En France, quand on demande à quelqu’un s’il a fait l’école du rire, c’est souvent pour se moquer gentiment. Un peu comme quand on demande à quelqu’un s’il a mangé un clown. Pourtant, l’école du rire, ça peut aussi être du sérieux ! Lucas Hueso a 24 ans, et il fait partie des humoristes qui arpentent les scènes de stand up à Lyon. Depuis quelques mois, il vit pleinement de ses blagues et joue son spectacle trois fois par semaine. On pourrait dire qu’il ne rigole plus… mais c’est tout le contraire !
C’est pas l’école qui nous a dicté nos codes ? 🎓
Ses premiers pas sur scène, Lucas les fait au collège. Il n’était pas très scolaire, plutôt du genre à intervenir en classe pour envoyer des blagues à ses voisins. C’est sa prof de Français qui l’a remarqué et l’a embarqué : si tu veux capter l’attention, viens donc faire du théâtre ! Quelques années plus tard, à la fin du lycée, l’envie de scène ne l’avait pas quitté. Sauf que sa mère insistait pour qu’il ait un diplôme. La solution ? Partir faire l’École nationale de l’humour de Montréal.
Il fallait obtenir le concours, et faire partie des 15 retenus sur les 200 participants, mais ça l’a fait : Lucas a un tempérament de bosseur… et à 18 ans, il avait déjà les idées claires !
« Moi, à la base, je voulais y aller avec un but précis : me professionnaliser. […] Je pense que l’école de l’humour, c’est vraiment utile si tu sais ce que tu viens chercher à l’intérieur. Si tu viens en mode découverte, en touriste, tu risques de t’y perdre. Moi, je voulais me professionnaliser. C’est-à-dire avoir un rythme de travail, apprendre à écrire, à structurer mes idées, à être sur scène, à capter l’attention, à jouer avec mon corps, à essayer d’être présent, à avoir un style. Et comprendre comment marchait le milieu. Comment tu fais pour créer ton économie, comprendre la différence entre un diffuseur et un producteur…
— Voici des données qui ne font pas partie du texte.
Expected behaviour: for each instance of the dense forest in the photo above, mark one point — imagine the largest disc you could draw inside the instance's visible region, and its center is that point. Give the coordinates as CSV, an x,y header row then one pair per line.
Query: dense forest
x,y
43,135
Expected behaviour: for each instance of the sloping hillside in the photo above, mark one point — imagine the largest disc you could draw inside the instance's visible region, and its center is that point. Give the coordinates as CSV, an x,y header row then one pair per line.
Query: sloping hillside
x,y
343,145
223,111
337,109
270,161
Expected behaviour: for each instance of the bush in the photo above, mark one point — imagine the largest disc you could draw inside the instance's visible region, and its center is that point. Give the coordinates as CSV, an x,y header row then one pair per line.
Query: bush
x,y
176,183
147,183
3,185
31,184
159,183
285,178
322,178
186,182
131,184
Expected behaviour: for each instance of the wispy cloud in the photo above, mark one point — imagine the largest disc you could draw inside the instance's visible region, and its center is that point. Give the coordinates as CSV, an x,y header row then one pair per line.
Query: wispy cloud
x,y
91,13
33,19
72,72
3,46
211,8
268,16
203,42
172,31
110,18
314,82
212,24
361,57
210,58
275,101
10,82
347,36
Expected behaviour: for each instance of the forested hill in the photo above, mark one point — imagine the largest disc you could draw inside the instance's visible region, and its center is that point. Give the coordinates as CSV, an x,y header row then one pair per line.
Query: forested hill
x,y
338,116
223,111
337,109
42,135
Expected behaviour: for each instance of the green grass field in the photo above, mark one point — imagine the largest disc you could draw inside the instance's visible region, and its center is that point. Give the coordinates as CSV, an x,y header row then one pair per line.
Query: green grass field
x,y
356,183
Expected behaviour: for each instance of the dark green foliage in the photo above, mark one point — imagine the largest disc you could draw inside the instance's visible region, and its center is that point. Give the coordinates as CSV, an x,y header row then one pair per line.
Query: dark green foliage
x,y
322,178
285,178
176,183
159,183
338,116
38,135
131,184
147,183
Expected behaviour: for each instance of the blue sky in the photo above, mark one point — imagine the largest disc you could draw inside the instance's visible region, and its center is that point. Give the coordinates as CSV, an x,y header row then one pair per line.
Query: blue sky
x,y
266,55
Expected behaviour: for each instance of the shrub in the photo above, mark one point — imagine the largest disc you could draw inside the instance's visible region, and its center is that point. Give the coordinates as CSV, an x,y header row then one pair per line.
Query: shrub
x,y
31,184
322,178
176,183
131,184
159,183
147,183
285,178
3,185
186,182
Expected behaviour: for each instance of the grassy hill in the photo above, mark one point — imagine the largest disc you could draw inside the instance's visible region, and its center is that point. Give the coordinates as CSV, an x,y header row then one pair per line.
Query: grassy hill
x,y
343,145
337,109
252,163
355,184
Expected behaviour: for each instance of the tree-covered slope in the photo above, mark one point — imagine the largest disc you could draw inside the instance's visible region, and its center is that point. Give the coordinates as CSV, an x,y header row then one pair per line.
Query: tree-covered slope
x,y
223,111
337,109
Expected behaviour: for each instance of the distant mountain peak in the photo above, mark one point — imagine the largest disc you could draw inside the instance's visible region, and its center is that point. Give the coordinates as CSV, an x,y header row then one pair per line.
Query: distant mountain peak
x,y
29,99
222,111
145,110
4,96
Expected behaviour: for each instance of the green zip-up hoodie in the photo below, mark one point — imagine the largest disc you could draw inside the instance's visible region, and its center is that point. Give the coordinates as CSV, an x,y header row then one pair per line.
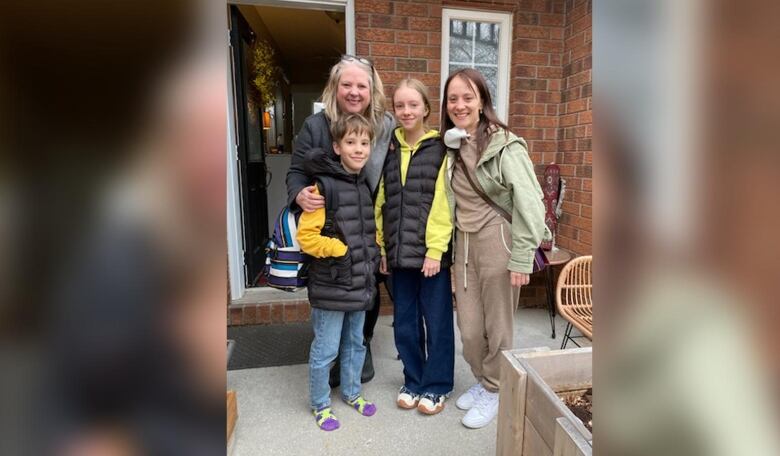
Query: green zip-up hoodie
x,y
506,175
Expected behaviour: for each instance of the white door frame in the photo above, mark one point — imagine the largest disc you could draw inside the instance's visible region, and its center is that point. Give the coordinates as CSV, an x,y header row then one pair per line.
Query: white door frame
x,y
235,236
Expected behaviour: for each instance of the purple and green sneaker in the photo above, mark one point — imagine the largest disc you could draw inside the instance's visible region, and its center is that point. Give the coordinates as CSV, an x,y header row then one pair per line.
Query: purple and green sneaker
x,y
363,406
326,420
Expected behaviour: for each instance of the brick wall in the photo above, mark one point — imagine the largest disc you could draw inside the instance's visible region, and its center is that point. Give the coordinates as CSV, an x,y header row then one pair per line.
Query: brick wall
x,y
550,86
575,228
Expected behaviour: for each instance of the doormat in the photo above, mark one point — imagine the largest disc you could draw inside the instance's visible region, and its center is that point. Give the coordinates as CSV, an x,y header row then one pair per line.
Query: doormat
x,y
266,346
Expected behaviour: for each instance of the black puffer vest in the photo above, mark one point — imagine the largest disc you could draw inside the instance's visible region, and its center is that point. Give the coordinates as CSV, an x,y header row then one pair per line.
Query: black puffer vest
x,y
346,283
406,208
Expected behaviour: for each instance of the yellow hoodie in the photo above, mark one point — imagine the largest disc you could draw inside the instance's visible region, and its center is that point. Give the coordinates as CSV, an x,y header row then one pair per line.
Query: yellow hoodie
x,y
438,229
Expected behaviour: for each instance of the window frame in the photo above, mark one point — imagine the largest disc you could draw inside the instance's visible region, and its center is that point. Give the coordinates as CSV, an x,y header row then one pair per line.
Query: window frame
x,y
504,51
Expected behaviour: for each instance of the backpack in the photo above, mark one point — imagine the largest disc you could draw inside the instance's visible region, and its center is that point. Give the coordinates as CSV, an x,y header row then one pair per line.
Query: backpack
x,y
286,267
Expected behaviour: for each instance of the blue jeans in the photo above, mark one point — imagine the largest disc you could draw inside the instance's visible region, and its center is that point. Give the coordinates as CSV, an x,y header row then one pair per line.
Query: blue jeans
x,y
335,333
423,323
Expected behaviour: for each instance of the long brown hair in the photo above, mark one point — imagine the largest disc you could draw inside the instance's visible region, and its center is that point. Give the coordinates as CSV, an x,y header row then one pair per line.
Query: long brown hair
x,y
487,118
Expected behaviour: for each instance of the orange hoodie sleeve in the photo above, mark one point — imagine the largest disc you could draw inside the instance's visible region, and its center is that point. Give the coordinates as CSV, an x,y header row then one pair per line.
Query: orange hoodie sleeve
x,y
311,240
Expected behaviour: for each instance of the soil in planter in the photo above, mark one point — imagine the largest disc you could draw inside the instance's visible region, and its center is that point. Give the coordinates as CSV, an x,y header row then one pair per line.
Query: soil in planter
x,y
580,404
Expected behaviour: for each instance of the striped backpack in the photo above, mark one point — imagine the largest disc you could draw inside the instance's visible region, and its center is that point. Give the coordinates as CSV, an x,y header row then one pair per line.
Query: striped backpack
x,y
286,267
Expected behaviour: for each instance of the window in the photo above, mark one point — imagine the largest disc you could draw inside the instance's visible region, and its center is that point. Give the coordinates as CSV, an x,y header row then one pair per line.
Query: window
x,y
480,40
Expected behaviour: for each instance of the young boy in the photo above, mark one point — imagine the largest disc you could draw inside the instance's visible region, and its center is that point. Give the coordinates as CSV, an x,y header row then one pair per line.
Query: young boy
x,y
342,242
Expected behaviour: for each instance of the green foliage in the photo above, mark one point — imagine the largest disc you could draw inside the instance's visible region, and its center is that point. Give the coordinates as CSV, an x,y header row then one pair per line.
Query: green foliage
x,y
265,72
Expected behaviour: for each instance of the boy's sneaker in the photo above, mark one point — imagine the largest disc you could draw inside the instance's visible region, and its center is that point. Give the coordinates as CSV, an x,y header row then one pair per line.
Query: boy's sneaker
x,y
326,420
363,406
431,404
467,399
483,411
407,399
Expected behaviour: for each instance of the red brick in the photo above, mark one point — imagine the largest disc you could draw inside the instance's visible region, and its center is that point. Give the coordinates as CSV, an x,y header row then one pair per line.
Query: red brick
x,y
584,198
524,71
548,97
579,79
425,52
545,146
375,34
411,9
567,145
576,105
391,22
545,122
530,133
574,158
531,84
524,18
430,24
550,46
263,315
392,50
548,72
555,20
523,96
373,6
527,109
527,45
412,38
587,185
384,64
533,31
586,237
416,65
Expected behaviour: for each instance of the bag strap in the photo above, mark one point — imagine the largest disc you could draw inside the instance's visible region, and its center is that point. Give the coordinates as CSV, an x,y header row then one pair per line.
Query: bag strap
x,y
479,192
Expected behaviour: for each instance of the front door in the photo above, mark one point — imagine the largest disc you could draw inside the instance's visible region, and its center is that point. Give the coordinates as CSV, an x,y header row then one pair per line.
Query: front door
x,y
251,149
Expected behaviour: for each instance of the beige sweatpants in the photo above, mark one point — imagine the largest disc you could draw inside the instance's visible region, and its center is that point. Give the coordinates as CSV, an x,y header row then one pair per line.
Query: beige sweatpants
x,y
486,301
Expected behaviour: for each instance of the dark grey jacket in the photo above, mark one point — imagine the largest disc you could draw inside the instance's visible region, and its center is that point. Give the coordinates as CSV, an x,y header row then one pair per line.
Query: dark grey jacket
x,y
346,283
315,133
406,208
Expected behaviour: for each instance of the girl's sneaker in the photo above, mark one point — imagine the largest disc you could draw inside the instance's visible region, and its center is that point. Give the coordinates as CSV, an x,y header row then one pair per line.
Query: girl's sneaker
x,y
467,399
326,420
363,406
407,399
431,404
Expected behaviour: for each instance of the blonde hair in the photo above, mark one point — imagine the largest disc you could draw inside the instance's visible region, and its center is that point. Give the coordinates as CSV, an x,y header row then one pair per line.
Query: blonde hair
x,y
350,123
376,107
422,89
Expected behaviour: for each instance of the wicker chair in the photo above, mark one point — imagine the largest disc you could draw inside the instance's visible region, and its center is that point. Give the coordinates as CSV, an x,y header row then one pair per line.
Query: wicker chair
x,y
573,297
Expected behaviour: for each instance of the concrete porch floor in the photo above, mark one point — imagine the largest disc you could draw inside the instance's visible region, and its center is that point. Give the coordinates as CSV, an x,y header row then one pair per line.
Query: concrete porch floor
x,y
274,417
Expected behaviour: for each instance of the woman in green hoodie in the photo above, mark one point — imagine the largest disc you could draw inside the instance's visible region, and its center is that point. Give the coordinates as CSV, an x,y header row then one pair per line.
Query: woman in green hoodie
x,y
497,208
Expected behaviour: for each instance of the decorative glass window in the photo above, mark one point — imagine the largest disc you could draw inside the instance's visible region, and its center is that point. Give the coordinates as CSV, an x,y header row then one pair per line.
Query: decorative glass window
x,y
480,40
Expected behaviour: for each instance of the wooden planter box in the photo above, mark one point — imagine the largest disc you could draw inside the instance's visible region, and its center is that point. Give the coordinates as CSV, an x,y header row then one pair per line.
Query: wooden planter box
x,y
532,420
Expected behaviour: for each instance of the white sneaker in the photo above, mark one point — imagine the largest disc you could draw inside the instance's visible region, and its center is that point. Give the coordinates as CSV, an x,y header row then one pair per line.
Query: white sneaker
x,y
467,399
484,410
407,399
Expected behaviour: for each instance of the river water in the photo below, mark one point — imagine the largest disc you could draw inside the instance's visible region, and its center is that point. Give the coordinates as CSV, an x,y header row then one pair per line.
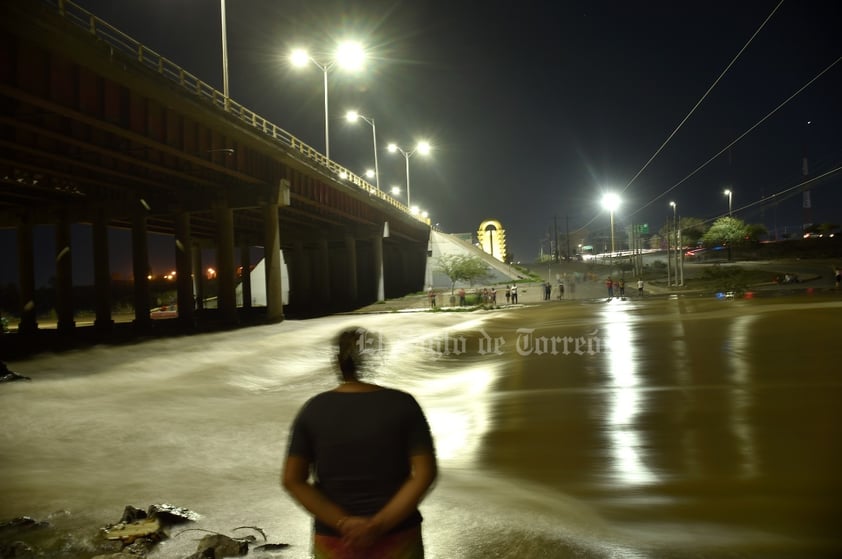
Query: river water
x,y
653,428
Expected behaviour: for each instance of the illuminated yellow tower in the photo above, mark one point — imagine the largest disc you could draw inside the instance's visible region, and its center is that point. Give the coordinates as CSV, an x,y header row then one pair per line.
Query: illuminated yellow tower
x,y
492,239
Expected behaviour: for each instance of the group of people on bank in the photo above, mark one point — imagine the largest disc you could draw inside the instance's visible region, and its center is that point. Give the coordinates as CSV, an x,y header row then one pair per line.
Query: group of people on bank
x,y
617,287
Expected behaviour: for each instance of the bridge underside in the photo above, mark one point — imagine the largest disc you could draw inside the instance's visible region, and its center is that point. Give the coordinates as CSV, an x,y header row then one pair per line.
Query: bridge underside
x,y
92,136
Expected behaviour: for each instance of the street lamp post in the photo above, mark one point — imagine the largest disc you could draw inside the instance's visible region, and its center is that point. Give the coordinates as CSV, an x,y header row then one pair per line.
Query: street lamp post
x,y
349,55
224,53
610,201
423,148
675,230
352,116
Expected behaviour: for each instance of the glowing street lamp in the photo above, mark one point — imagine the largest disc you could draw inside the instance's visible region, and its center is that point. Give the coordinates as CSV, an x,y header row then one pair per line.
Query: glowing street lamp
x,y
352,116
611,201
423,148
224,53
349,56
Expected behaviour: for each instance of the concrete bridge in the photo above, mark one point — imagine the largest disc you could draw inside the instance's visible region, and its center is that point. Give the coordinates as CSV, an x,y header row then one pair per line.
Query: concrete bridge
x,y
97,129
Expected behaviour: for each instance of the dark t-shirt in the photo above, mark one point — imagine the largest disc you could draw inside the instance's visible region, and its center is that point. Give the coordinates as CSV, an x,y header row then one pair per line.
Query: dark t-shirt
x,y
359,444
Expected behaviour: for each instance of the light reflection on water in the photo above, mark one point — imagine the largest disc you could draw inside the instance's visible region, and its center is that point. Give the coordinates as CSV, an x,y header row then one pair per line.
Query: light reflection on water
x,y
629,453
622,344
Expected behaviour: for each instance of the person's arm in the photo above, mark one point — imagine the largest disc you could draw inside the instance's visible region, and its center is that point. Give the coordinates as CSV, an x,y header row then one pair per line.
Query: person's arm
x,y
294,479
422,475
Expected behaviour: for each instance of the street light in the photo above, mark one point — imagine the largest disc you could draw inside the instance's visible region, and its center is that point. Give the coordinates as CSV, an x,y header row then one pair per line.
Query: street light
x,y
423,148
675,229
352,116
349,55
224,53
610,201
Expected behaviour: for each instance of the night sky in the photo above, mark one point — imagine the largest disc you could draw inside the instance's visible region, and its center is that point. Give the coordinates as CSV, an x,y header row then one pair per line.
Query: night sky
x,y
535,108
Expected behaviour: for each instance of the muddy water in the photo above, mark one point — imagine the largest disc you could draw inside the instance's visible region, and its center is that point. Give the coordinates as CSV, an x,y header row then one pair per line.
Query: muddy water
x,y
655,428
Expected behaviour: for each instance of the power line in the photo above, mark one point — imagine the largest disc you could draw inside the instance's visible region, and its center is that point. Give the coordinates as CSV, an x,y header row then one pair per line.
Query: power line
x,y
740,137
699,102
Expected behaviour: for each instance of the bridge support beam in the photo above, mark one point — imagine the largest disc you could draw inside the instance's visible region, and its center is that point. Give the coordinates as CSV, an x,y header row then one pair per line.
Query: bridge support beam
x,y
102,273
198,275
324,291
272,263
353,282
377,242
227,295
140,270
64,275
26,278
185,297
245,273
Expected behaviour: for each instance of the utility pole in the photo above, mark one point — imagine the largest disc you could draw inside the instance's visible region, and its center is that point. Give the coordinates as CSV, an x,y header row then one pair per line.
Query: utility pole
x,y
669,253
567,233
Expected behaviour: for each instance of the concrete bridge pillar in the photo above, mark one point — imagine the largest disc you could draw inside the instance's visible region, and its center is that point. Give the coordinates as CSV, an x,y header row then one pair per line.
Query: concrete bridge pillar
x,y
245,272
102,273
272,262
140,270
26,278
377,247
353,282
64,275
323,270
185,297
227,295
300,277
198,277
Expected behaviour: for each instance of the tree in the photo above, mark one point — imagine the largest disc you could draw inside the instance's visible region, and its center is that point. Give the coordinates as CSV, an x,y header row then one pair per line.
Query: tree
x,y
462,267
726,231
692,229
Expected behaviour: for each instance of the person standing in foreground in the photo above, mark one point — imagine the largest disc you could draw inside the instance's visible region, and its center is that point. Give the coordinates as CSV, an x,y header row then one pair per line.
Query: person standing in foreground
x,y
372,457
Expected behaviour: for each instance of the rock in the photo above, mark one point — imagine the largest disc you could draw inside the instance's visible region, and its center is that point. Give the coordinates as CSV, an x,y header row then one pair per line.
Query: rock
x,y
128,532
132,514
16,550
222,546
9,376
171,514
21,524
271,547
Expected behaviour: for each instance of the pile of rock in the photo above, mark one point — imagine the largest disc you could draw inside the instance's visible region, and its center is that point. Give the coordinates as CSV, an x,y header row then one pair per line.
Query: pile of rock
x,y
133,537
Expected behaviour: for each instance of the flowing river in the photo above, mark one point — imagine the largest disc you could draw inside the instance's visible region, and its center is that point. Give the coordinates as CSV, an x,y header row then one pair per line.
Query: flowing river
x,y
653,428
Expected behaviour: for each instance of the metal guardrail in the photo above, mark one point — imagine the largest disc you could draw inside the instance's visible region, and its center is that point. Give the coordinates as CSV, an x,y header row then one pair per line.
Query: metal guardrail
x,y
168,69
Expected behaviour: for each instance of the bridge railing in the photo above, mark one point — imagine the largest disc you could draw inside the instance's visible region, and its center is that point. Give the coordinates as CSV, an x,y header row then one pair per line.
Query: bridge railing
x,y
168,69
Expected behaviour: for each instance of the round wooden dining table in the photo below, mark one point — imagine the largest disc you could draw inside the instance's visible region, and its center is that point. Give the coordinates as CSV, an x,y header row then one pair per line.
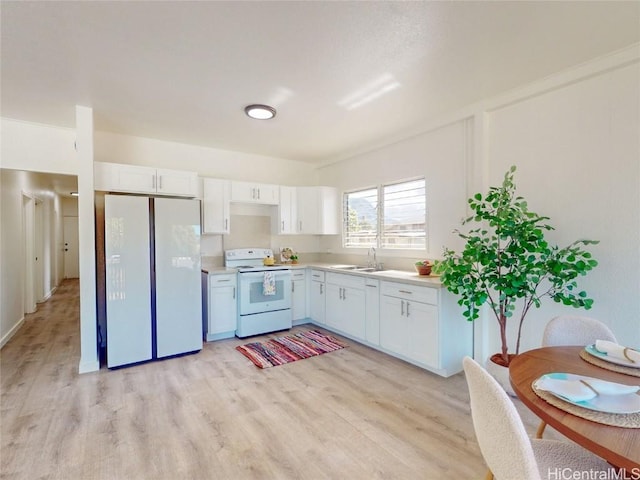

« C’était ça, l’unique prétention que j’avais : ressortir en me disant que je peux évoluer dans ce métier, avoir les armes pour y aller même en étant jeune. »
Les pieds à Lyon et la tête sur les épaules 🦁
De retour en France, Lucas avait de solides bases dans sa valise. Et quelques blagues. L’objectif : remonter sur scène pour mettre en application ses acquis et se développer à Lyon avant de voir ailleurs. Sauf que dans un premier temps, ce n’est pas possible d’en vivre. Alors il jongle entre un travail d’animateur en périscolaire et les plateaux.
Une double vie qui n’est pas si simple à gérer : « Ce qui est compliqué, c’est de maintenir une sorte de discipline de travail. Quand t’es un peu partagé entre ton taf à côté parce qu’il faut bien que tu survives, vivre aussi ta vie parce qu’il faut bien (voir des gens, faire des trucs), et en parallèle faire le plus de spectacles possibles… C’est un rythme vachement intense. Cette transition-là, elle a été compliquée. »
D’autant plus qu’à ce moment-là, Lucas est encore jeune. Il doit faire sa place, mais aussi se construire. « À 20 ans, t’es pas encore connecté à tous les niveaux. J’suis un rookie, j’ai faim, je vais vous montrer que je vais y arriver, mais je n’ai pas encore l’aisance pour que ça puisse glisser tout seul. C’est un marathon pour moi : va falloir que je tienne pendant peut-être encore 20 ans. […] Et en même temps, c’est un coup dans 3 ans j’arrête, tu ne me revois plus, je suis au Chili en train de faire des merguez. »
Lucas pense déjà à long terme et n’est pas prêt de lâcher l’affaire. Il reste discipliné, éprouve et affine sa technique d’écriture. Il accumule les notes, prend toutes les idées qui lui viennent, et les retravaille jusqu’à avoir un résultat prêt à être testé en spectacle ou en comédie club.
Comedy Claque 🥊
Pour se consacrer pleinement à l’humour, Lucas finit par lâcher son boulot d’animateur. Une grosse décision qui n’est pas arrivée par hasard : fin 2023, il participait au concours Comedy Class d’Amazon Prime. Éric et Ramzy faisaient le tour de France pour sélectionner des humoristes et les faire monter à Paris, et Lucas a été appelé pour passer à Marseille.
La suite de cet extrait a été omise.